For those that felt I went too far referring to our IVF cycle at the pulpit, I understand where you are coming from, and I may very well have felt the same in your position. I hoped my story wouldn't cause awkward questions from children, so I did try to avoid using terms such as uterus and sperm, but I may have still gone a bit overboard in my terminology out of habit. As my son is only 19 months old, I haven't developed a strong enough sensor to know which words are going to pique a child's curiosity and endless awkward questions. I apologize if it did so.

I also hope this post shows that my testimony wasn't a mere outlet for sharing our good news. It was my way of showing gratitude to God not only for the babies we've conceived but also for the tremendous spiritual progress we've made along the way. I also wanted to thank all of those that have had us in their prayers, many of whom were in that congregation. I've never felt more lifted by the prayers of others than I did this past month, and I wanted them to know that their prayers were answered. Most of all, though, I wanted to bear testimony that faith can and does defy the odds, and that God does indeed fulfill His promises. However it may have been taken, that was my intent. I know there were those that felt sharing something so personal was inappropriate for a public testimony, but I disagree. I believe sharing something so personal shows just how much I've seen the impact of the gospel on my life. I personally get more enlightenment out of hearing testimonies that are followed by a personal explanation of the inner struggle and physical difficulties that brought about their convictions, and I believe that making a topic too taboo to discuss in public only serves to leave those suffering from it in ignorance of what their options are and that there is hope out there. I want people to know that the grief of their infertility can be healed through Christ, and that their or their loved ones inability to conceive naturally doesn't necessarily mean that they never can bear and raise children.
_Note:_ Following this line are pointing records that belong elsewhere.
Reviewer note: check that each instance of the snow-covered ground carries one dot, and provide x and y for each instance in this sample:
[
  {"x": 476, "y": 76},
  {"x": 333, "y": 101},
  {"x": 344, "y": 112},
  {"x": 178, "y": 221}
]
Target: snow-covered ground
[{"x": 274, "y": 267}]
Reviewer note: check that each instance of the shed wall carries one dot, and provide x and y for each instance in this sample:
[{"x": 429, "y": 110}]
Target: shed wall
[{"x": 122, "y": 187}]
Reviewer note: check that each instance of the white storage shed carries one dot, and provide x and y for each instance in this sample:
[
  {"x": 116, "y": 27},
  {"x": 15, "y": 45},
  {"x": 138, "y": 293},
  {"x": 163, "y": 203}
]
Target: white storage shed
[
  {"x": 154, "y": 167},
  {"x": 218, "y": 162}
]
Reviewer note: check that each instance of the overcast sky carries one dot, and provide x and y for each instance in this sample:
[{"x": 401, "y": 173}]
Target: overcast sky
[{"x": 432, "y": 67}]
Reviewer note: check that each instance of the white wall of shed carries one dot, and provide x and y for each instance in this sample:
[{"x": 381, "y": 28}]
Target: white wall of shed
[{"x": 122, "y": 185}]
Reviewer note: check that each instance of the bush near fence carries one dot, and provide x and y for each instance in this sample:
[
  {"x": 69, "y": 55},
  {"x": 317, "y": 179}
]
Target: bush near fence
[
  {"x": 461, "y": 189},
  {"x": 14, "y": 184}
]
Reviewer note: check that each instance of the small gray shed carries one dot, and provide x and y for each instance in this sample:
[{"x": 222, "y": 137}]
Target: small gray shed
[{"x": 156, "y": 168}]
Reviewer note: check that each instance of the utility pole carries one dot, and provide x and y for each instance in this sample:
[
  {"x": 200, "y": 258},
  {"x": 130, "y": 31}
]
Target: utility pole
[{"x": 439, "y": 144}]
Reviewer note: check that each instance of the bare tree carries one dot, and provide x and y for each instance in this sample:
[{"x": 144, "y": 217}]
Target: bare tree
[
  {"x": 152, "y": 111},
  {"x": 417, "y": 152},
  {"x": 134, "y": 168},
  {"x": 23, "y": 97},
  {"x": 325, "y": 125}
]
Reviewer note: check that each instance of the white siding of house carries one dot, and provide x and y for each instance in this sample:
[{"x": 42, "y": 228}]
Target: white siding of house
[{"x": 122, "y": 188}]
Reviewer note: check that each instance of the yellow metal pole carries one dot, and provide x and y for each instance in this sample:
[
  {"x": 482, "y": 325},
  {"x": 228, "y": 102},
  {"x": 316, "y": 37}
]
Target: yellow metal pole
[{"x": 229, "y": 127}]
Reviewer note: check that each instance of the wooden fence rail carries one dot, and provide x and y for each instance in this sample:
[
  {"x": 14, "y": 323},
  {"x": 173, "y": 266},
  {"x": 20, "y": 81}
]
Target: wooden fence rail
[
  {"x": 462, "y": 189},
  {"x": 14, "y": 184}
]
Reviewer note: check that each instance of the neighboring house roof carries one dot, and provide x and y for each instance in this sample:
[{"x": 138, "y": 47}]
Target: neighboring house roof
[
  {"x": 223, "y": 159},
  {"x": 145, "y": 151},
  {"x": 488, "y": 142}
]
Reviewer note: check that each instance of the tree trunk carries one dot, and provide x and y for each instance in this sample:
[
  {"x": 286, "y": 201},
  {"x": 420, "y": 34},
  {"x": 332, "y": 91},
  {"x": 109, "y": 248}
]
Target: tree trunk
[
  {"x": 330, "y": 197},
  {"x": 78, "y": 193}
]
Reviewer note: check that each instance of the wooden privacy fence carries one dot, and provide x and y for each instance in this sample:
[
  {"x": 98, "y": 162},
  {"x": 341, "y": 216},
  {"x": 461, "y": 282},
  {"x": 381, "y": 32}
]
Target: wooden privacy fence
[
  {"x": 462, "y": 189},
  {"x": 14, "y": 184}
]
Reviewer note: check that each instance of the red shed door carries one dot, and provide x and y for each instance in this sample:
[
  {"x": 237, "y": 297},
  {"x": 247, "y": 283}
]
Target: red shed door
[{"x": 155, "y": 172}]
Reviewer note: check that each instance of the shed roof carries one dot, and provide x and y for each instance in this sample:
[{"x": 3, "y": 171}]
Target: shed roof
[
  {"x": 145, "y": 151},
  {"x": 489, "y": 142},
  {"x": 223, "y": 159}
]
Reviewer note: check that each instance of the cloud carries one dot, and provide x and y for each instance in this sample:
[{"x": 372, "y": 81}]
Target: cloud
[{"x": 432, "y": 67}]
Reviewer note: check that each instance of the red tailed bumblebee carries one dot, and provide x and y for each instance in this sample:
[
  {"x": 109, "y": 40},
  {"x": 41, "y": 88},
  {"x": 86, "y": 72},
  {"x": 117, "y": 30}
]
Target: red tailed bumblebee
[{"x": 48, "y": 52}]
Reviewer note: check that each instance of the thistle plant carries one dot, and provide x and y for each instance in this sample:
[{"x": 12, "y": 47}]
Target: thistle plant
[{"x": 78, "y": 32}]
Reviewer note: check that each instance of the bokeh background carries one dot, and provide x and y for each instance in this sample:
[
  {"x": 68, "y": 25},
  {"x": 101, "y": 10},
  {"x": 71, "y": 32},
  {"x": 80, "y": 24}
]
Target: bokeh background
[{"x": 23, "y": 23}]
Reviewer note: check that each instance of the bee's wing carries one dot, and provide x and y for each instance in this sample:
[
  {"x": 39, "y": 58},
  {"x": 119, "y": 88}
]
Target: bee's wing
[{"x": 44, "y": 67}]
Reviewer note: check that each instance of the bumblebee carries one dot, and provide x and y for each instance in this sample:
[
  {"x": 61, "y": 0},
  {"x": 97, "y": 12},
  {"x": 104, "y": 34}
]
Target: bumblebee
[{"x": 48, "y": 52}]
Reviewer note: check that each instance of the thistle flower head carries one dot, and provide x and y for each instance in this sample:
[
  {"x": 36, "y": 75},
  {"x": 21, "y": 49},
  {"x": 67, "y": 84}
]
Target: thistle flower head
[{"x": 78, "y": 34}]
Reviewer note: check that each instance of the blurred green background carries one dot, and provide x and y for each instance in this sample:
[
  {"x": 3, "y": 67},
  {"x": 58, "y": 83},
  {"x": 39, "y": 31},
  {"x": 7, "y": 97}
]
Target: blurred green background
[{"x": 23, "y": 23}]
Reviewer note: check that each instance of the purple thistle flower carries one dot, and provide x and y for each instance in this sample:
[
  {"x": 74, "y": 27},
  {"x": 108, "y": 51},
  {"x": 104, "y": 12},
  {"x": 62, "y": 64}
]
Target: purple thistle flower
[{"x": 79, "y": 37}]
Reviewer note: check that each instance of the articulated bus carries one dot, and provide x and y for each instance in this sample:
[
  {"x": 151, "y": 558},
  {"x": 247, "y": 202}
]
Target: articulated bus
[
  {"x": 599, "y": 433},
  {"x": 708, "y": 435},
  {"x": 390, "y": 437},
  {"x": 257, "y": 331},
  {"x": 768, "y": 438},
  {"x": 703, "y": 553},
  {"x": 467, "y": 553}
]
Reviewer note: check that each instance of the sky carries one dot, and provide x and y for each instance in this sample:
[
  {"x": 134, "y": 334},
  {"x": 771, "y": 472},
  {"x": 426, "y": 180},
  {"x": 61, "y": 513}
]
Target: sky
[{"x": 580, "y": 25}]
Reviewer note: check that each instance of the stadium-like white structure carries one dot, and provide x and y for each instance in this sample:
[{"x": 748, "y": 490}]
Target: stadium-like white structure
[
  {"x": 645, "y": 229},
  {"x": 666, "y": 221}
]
There's so much truth to the scripture Alma 36:20-21, that God can give you joy as great as was your pain. Whatever the Lord may have in store for those who are still dealing with the grief of infertility, even if it means a childless life, remember He has promised that you can find that joy. I've had a glimpse of it, not because I finally have a child, but because I have witnessed the depths of his miracles at healing my pain through the atonement and fulfilling His promises to me. And of that I bear witness, in the name of Jesus Christ, Amen.